Published online by Cambridge University Press: 05 June 2012
Romantic aesthetics and politics
Although it seems hopelessly abstract and vague, the term ‘German Romanticism’ has been given a definite historical meaning by generations of scholars. It denotes a loosely organized and vaguely self-conscious intellectual movement that began in Germany toward the close of the eighteenth century. It is even possible to identify specific times and places as the beginning of German Romanticism. The crucial period would be from 1797 to 1802, and the pivotal places would be Jena and Berlin.
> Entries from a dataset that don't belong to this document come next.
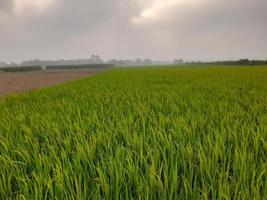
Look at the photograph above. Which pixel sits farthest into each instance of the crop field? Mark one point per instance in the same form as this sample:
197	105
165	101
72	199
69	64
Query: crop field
140	133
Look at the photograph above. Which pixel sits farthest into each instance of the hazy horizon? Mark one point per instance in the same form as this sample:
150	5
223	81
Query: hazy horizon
206	30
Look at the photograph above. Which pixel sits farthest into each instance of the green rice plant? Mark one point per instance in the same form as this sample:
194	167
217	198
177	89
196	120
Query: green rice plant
140	133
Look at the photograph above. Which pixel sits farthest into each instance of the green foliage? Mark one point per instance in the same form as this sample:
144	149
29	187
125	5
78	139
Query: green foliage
153	133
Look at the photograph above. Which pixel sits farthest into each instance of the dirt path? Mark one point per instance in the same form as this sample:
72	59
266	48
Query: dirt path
26	81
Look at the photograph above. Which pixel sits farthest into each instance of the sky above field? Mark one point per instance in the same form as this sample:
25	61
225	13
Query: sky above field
158	29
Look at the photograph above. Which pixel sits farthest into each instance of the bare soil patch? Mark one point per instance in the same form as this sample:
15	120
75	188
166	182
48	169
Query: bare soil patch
27	81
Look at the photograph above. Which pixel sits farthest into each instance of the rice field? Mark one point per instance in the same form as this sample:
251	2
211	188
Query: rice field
141	133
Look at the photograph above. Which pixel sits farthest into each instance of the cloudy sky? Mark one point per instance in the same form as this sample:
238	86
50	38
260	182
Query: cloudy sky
158	29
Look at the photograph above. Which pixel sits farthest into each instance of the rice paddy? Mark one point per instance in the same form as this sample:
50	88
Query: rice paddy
141	133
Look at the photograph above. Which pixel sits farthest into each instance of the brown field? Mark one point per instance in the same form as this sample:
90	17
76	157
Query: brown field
11	83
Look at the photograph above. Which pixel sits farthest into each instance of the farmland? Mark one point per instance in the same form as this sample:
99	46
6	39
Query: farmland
141	133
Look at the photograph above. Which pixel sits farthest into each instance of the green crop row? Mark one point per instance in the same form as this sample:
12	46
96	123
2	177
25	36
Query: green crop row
153	133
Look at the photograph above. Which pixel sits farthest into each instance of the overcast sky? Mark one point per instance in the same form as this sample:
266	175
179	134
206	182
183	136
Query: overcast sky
158	29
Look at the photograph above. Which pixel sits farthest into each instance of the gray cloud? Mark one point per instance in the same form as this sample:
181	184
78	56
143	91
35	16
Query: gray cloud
204	29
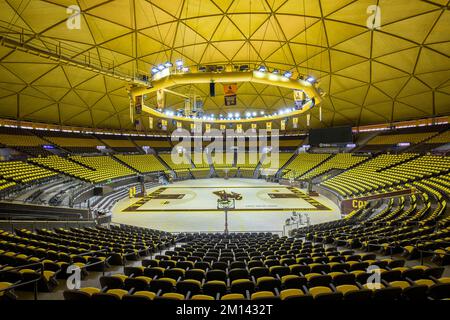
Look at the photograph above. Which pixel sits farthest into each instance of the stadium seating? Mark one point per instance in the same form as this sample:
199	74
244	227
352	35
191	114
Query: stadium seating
390	139
302	163
91	169
142	163
22	172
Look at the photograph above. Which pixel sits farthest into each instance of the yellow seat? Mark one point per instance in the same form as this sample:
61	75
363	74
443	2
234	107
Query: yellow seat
262	294
288	293
90	290
146	279
346	288
4	285
117	292
319	290
425	282
202	297
400	284
173	295
233	296
148	294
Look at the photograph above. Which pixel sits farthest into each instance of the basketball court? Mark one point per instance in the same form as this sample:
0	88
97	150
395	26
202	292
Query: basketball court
262	206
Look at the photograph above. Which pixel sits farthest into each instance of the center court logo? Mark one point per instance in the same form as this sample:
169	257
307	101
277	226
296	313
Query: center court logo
234	148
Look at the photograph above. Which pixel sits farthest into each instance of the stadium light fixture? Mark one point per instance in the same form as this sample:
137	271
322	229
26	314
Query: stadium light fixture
311	79
287	74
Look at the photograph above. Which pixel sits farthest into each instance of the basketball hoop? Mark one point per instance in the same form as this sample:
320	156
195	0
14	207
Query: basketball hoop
226	205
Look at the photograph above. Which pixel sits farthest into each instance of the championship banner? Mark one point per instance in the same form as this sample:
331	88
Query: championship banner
230	91
164	124
138	105
160	99
299	98
187	106
150	122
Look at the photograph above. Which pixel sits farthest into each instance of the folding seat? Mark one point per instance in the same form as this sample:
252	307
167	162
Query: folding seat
264	295
354	293
162	257
139	283
202	297
317	279
139	296
294	295
134	271
322	293
319	268
258	272
189	286
238	265
174	273
233	296
341	278
356	265
163	284
82	294
167	264
411	291
390	275
254	264
202	265
287	261
299	269
268	283
220	265
238	273
439	291
111	295
216	274
214	288
242	286
47	279
387	293
170	296
196	274
185	265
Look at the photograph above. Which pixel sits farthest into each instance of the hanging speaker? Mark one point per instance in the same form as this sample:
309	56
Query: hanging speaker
212	89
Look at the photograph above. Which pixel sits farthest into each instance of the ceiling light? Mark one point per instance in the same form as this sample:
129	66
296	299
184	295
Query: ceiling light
287	74
311	79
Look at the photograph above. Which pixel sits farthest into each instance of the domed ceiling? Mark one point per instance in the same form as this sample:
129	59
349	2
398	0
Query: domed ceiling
377	61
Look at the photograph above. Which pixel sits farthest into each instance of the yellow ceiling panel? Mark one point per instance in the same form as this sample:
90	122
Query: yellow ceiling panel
363	72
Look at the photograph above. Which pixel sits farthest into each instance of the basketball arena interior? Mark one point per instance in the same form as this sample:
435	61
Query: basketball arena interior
253	150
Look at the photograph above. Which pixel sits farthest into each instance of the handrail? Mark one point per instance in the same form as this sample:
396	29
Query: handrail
35	281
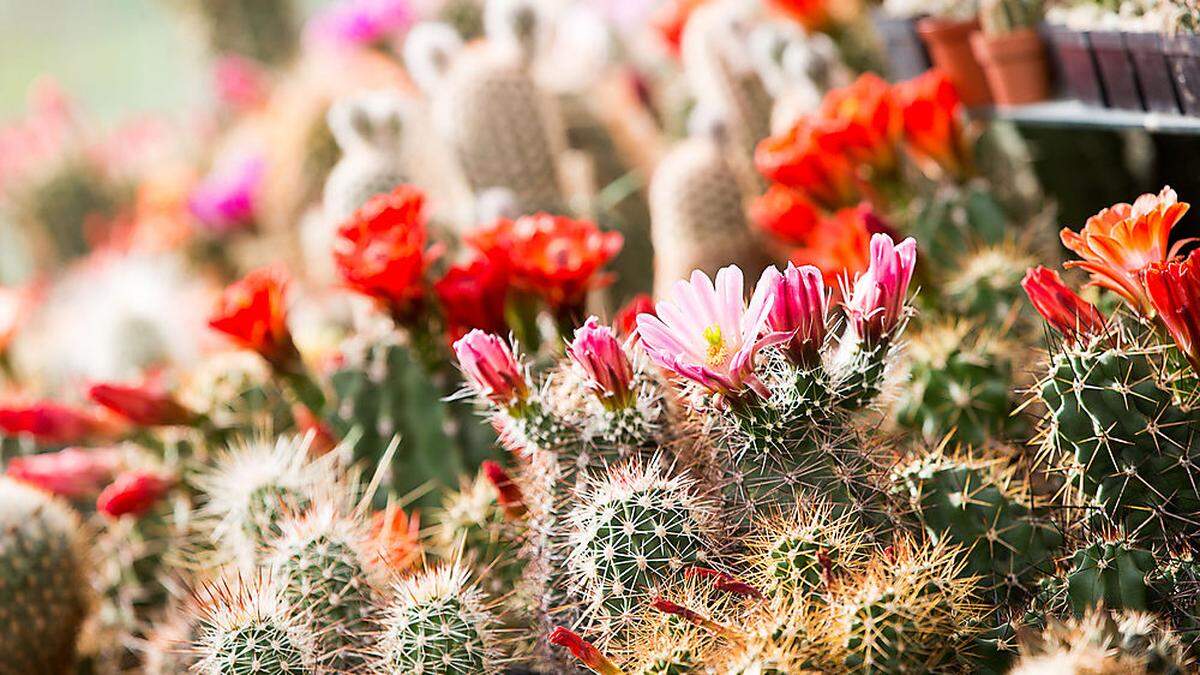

During this time, a group of writers met in the home of A. W. Schlegel in Jena, and in the literary salons of Henriette Herz and Rahel Levin in Berlin. There they held frank and free discussions about philosophy, poetry, politics and religion. The leading members of this circle were Ludwig Tieck (1773–1853), Wilhelm Heinrich Wackenroder (1773–1801), Friedrich Wilhelm Joseph Schelling (1775–1845), the brothers August Wilhelm (1767–1845) and Friedrich Schlegel (1772–1829), Ernst Daniel Schleiermacher (1767–1834), and Friedrich von Hardenberg (1772–1801), who was known by his pen name Novalis. The members of this group called themselves ‘the new school’, ‘the new sect’ and, later and more famously, ‘the romantic school’. Though their meetings were charmed, they were also short lived. Their circle suffered some severe blows with the deaths of Novalis and Wackenroder in 1801; and it disbanded when the Schlegel brothers left Jena in 1802.
German Romanticism did not, of course, disappear with the demise of this early circle. Its legacy lived on, and it eventually became one of the most influential movements in modern intellectual history.